Dari anggaran program pengelolaan penerimaan negara senilai Rp1,09 triliun tersebut, sebesar Rp812,62 miliar akan digunakan untuk mendanai kegiatan pengawasan dan penegakan hukum.
Adapun anggaran senilai Rp157,98 miliar bakal dipakai oleh DJP untuk mendanai kegiatan ekstensifikasi penerimaan negara.

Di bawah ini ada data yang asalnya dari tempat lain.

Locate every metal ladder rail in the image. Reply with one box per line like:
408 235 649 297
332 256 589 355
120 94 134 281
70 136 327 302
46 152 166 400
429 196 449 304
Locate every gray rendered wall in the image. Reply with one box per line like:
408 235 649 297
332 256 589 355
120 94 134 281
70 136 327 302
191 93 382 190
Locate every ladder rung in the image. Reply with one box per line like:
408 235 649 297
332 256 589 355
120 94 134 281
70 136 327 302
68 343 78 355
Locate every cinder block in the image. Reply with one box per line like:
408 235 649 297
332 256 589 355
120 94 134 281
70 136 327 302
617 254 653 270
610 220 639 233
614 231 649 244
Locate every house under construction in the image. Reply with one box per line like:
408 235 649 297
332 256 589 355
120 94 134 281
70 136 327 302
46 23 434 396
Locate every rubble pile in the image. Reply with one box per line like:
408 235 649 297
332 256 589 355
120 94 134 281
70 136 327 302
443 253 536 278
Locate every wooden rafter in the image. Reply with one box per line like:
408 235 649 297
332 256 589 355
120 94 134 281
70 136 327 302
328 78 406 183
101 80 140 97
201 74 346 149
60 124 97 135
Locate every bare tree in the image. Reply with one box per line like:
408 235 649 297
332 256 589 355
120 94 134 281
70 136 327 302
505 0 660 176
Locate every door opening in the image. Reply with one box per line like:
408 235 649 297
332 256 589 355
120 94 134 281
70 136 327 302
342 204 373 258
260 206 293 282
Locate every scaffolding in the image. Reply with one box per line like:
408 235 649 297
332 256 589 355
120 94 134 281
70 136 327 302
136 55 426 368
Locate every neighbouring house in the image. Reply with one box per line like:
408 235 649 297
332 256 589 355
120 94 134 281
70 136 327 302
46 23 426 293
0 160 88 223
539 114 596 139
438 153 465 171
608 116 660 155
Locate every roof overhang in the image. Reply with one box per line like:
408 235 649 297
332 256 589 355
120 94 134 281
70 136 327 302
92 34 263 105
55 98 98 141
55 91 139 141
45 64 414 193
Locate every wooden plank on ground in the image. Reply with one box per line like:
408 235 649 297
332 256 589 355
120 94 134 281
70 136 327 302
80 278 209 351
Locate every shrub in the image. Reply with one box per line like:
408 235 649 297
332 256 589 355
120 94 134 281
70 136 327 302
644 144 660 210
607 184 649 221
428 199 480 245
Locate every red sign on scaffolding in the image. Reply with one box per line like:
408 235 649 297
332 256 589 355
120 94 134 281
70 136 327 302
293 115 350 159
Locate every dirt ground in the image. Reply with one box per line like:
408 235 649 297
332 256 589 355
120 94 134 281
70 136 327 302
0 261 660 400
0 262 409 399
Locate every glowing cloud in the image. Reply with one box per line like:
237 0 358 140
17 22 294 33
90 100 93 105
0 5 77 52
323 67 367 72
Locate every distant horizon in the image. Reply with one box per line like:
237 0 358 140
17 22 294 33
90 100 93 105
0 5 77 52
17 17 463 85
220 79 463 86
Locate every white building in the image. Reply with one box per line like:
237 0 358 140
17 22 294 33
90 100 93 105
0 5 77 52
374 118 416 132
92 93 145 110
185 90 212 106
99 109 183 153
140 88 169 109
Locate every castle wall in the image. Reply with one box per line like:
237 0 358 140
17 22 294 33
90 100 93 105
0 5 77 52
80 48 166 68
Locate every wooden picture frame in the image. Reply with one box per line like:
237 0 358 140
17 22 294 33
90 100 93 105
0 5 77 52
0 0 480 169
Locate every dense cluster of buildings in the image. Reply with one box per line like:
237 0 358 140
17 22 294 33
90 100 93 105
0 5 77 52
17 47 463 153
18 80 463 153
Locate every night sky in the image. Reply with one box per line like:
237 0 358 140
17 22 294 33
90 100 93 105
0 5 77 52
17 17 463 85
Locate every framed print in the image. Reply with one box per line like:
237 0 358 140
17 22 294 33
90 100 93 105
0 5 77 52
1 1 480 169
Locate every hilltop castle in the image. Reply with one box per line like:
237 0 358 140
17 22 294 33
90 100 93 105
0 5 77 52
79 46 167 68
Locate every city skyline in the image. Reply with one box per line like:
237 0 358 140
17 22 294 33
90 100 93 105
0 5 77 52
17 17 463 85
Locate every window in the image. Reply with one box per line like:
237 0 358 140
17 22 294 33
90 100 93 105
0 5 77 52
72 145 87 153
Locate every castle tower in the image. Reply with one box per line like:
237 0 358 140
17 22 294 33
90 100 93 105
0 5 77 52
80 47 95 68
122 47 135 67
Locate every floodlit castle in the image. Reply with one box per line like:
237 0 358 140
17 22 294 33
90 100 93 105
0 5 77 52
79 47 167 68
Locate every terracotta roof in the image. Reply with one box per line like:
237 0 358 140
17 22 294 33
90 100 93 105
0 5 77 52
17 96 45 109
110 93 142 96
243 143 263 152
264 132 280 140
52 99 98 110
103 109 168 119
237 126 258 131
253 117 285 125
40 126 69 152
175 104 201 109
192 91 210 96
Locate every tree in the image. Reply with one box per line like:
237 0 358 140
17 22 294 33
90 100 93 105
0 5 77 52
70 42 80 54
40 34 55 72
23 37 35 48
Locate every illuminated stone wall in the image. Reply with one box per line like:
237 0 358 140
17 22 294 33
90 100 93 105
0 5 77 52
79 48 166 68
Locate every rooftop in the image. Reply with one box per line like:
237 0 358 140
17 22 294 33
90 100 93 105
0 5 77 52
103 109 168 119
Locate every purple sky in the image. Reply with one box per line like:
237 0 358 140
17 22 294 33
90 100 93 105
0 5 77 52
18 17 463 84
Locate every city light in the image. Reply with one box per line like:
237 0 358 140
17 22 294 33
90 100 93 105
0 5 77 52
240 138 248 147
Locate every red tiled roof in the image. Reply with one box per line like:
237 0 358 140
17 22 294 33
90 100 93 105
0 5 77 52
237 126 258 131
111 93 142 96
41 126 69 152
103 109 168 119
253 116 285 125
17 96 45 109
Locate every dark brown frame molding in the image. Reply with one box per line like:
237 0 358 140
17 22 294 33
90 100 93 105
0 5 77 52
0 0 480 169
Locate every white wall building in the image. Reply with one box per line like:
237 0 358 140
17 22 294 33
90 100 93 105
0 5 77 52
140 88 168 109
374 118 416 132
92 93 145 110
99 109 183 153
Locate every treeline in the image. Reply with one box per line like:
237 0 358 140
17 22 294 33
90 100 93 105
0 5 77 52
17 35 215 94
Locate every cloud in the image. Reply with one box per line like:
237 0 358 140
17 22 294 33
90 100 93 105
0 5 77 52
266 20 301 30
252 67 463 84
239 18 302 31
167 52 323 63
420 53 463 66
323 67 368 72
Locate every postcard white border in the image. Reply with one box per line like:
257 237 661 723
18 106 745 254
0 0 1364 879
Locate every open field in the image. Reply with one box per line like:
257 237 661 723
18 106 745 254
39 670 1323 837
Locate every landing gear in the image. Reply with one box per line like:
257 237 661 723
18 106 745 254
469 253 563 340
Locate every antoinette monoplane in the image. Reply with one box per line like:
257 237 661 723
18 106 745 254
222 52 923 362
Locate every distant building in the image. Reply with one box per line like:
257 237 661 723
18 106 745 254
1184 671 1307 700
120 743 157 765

Selanjutnya, dari anggaran program dukungan manajemen senilai Rp5,17 triliun, Rp2,25 triliun di antaranya bakal digunakan untuk mendanai kegiatan pengelolaan keuangan, BMN, dan umum.
Sementara itu, anggaran senilai Rp2,28 triliun bakal digunakan untuk mendanai kegiatan pengelolaan organisasi dan SDM. Tak hanya itu, terdapat anggaran senilai Rp623,54 miliar yang akan dipakai untuk mendanai kegiatan pengelolaan sistem teknologi informasi.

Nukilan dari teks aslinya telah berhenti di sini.